Help new starters from day one. Get your induction right.

Induction….the word has an almost clinical feel to it.  But it should be as far from clinical as possible to ensure that the best first impression is made on your new star recruit.  A fabulous induction process should set the scene for a successful and high performing employee to thrive in your business.  Comparatively, a poor induction process does the opposite and the new employee can come away frustrated, disappointed and disillusioned.  This is all before they have had a chance to settle into their new role!

Starting a new job can be stressful, so it’s great if you can make new people feel motivated and engaged the minute they step through the door. A considered induction will better equip them for what’s likely to be a steep learning curve. It also offers you the perfect chance to review their skills and knowledge, and identify any development needs they may have.

A good induction program should be interactive!

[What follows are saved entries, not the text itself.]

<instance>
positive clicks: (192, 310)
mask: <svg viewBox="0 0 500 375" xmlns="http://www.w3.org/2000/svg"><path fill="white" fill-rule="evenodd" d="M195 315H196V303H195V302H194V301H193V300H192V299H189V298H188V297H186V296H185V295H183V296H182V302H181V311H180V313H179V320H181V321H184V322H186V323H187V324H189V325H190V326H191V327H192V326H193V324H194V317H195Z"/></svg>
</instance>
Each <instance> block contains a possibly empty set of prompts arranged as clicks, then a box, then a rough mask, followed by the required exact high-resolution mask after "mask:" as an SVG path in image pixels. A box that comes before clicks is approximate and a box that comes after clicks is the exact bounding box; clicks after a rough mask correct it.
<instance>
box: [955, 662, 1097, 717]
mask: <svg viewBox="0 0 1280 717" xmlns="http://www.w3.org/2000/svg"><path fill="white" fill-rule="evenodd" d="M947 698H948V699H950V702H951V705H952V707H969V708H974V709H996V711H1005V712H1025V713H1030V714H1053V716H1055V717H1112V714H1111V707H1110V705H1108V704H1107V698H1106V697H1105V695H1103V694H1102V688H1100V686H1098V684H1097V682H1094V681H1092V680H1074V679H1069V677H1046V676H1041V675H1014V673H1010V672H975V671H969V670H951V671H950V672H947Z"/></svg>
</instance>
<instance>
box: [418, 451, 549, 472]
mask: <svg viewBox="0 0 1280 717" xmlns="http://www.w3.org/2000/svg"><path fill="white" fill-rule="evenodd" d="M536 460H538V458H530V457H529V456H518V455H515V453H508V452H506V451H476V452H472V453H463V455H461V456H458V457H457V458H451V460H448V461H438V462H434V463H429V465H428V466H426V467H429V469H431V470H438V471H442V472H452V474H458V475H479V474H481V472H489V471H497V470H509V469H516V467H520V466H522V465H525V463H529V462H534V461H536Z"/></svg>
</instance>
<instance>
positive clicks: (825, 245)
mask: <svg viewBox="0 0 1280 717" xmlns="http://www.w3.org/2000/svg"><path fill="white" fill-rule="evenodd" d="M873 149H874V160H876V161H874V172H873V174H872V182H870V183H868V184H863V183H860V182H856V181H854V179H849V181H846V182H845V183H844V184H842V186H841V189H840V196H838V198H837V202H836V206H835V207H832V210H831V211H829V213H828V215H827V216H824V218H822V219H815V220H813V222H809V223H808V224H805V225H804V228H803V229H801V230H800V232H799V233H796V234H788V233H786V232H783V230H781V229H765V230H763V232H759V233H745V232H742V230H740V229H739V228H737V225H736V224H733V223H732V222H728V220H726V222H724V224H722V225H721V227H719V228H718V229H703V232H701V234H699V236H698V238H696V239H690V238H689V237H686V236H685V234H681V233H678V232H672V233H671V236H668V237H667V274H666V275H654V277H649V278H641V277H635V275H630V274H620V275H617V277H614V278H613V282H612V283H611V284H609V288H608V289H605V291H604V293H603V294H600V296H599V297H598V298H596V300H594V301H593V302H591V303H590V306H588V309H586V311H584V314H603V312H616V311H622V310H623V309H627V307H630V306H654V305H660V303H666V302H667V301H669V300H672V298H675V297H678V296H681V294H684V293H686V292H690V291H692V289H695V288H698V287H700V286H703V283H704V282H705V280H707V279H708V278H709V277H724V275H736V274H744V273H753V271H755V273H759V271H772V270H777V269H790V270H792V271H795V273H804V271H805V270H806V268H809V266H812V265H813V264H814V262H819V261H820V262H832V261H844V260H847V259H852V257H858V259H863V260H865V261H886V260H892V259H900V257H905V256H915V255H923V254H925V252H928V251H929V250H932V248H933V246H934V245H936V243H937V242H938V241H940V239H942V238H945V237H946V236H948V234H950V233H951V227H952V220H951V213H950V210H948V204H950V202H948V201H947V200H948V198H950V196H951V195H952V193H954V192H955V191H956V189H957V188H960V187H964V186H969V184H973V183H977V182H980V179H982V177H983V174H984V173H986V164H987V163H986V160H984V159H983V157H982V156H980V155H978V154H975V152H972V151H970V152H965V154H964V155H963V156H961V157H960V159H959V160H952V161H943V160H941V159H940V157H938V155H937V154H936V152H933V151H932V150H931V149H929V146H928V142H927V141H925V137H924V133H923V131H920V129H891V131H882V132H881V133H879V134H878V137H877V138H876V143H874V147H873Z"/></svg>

A good induction program, like any good training program, should be interactive. Employees should be invited to discuss and respond to information.

The best way to help your employee retain the information they learn, is to not just talk at them.  Make their learning fun and interactive, this can include using:

  • Quizzes
  • Treasure hunts
  • Scenarios
  • Mind map exercises
  • Videos

The training environment should be a relaxing, fun environment to make new employees feel comfortable.  Making new employees comfortable with their induction will allow them to open up, ask questions and take in new information.  Furthermore, this is especially important as most people may be suffering from first-day nerves.

The most effective induction programs are individually tailored containing a variety of methods of delivery. Inductions that are organised and delivered provides a positive first proper impression of the organisation. Inductions requires planning, structure, a timetable and a checklist. The manager, new starter and any individuals contributing to the induction process, such as the training officer, human resources, trade unions, payroll, all need to be aware of what is happening, where and when.

Delivering induction programs can be done using a range of methods:

  • Presentation
  • Internet and e-learning
  • On the job coaching
  • Mentoring
  • Shadowing

Furthermore,if you treat the induction like any other developmental and coaching event you’ll be demonstrating and modelling the culture and not just giving hard facts and data. When you engage a range of senses you cater for all learning styles, personality preferences and levels of experience, and you’ll inspire people to engage right at the start. Additionally,  by changing the focus from information-giving to information-seeking, you’ll be setting a really positive tone for the future.

So what would you like your new recruits to remember about their induction if you asked them a year down the track?